Trust Expenses. Trust expenses decreased by $21,391 to $188,398 in 2019 from $209,789 in 2018. Trust expenses included fees of the Trustee, accountants, attorneys, and other professionals that the Trustee employs in the administration of the Trust. The Trust pays a Trustee fee of $25,000 per quarter as long as the Trust has sufficient royalty income to make such payments. In fiscal years 2019 and 2018, the Trust paid an aggregate of $100,000 in Trustee fees per year. Pursuant to the terms of the Trust Indenture, the Trustee has the ability to increase its fees, in its sole discretion, after providing notice to the Unit Holders.

Liquidity and Capital Resources.The Trust's primary source of capital is the royalty payments. In accordance with the provisions of the Trust Indenture, generally all income received by the Trust, net of Trust expenses and any amounts placed in reserves, are distributed to the Unit Holders on a biannual basis.
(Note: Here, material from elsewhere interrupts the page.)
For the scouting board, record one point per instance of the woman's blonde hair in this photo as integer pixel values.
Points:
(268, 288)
Trust Reserves. The Trust pays biannual distributions within ten days after June 30 and December 31 of each year to the extent funds are available. The Trust established reserves in the first and third quarters of 2019 in the amount of $634,327 and $415,666, respectively, and distributed such amounts within 10 days of the second and fourth quarters of 2019. The Trust also established reserves in the first and third quarters of 2018 in the amount of $499,688 and $720,533, respectively, and distributed such amounts within 10 days of the second and fourth quarters of 2018.

Off-Balance Sheet Arrangements. As required by the Trust Indenture, the Trust is intended to be passive in nature and the Trustee does not have any control over or any responsibility relating to the operation of the mines under which the Trust has any royalty interests and overriding royalty interests. The Trustee has powers to collect and distribute proceeds received by the Trust and pay Trust liabilities and expenses and its actions have been limited to those activities. As a result, the Trust has not engaged in any off-balance sheet arrangements.

Critical Accounting Policies and Estimates.The Trust's financial statements are prepared on a modified cash basis of accounting, which is a comprehensive basis of accounting other than accounting principles generally accepted in the United States of America, and as such there are no critical accounting policies or estimates.